# <font color=blue>  COVID analysis for neighbourhoods in New York city </font>

## Problem Statement : 
Is there a correlation between various population demographic factors and COVID infection rate spreads in New York city ? Can this be proven based on data correlations and visualisations?

## Background: 
COVID has spread across the globe. The infections rates and mortality rates are different in diff places. For this exercise we will analyse covid infection rates and find correlation with population demographics like race and income groups.

## Data Description
### For this analysis I am listing down the sources and types of data I would be using
1. CDC COVID data tabled neighbourhood wise
2. NYC municipal data in geoJson format detailing the neighbourhood geo data.
3. NYC census data for various demographics like race, sex, income groups.
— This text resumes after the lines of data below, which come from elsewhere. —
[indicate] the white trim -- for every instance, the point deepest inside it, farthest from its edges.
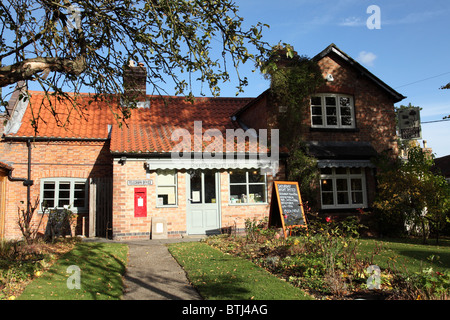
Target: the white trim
(334, 176)
(175, 174)
(72, 182)
(344, 163)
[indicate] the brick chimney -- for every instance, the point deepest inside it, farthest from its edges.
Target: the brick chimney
(135, 81)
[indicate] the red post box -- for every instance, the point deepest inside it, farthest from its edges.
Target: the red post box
(140, 202)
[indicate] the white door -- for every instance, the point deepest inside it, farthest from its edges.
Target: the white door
(203, 214)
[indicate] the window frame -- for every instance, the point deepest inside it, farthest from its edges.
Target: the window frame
(323, 108)
(158, 185)
(348, 176)
(247, 185)
(73, 181)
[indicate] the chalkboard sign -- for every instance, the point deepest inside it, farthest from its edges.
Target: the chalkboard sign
(286, 209)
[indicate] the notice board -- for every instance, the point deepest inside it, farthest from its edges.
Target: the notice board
(286, 208)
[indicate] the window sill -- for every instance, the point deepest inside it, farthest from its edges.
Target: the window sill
(247, 204)
(324, 129)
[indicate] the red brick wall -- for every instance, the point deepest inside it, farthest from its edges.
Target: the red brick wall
(49, 160)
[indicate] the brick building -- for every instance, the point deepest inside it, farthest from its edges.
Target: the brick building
(122, 180)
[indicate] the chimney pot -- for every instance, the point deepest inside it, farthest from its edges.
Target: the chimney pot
(135, 81)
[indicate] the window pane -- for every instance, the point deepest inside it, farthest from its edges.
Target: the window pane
(327, 198)
(210, 187)
(345, 101)
(64, 186)
(317, 120)
(79, 203)
(196, 188)
(254, 176)
(331, 111)
(166, 179)
(238, 194)
(238, 176)
(257, 193)
(355, 170)
(356, 184)
(167, 196)
(346, 111)
(346, 121)
(316, 101)
(63, 202)
(332, 121)
(330, 101)
(316, 111)
(327, 184)
(357, 197)
(341, 184)
(342, 197)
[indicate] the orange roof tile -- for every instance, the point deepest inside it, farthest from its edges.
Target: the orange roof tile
(89, 121)
(150, 129)
(147, 130)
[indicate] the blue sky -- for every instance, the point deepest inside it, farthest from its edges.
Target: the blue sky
(411, 51)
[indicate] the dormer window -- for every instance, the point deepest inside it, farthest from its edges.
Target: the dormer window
(332, 111)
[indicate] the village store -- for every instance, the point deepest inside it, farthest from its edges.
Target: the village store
(122, 182)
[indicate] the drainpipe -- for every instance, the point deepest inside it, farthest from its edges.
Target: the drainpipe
(26, 181)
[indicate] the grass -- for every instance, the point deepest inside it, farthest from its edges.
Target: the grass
(219, 276)
(407, 255)
(101, 266)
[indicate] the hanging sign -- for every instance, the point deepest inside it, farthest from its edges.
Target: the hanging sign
(409, 123)
(286, 208)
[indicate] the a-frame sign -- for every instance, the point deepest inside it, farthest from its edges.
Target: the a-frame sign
(286, 207)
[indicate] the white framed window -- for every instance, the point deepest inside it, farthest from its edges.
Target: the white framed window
(332, 111)
(166, 189)
(247, 187)
(343, 188)
(71, 193)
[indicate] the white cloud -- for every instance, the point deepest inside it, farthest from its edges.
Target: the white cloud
(366, 58)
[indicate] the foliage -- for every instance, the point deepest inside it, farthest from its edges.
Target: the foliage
(330, 262)
(293, 79)
(73, 45)
(409, 191)
(21, 262)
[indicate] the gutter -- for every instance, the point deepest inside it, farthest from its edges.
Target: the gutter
(26, 181)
I would be doing a minor cleanup since the data is from multiple different sources. Key here would be the Modified CTA is a modified ZIP code data

https://github.com/nychealth/coronavirus-data

## Methodology
### Import the relevant libraries for analysis

In [None]:
import numpy as np # library to handle data in a vectorized manner
import pandas as pd # library for data analsysis
%matplotlib inline 
import matplotlib as mpl
import matplotlib.pyplot as plt
import folium

#### Download NY neighbourhood wise Covid case rate data to a dataframe 

In [None]:
url = 'https://github.com/nychealth/coronavirus-data/blob/master/data-by-modzcta.csv'
webList = pd.read_html(url, header=0)
dfByLocation=webList[0]
dfByLocation.drop(columns = ['Unnamed: 0'],axis=1,inplace=True)
dfByLocation.head()

#### Modify dataframe for the required columns

In [184]:
dfByLocationTrim=dfByLocation[['MODIFIED_ZCTA','NEIGHBORHOOD_NAME','BOROUGH_GROUP','COVID_CASE_RATE']]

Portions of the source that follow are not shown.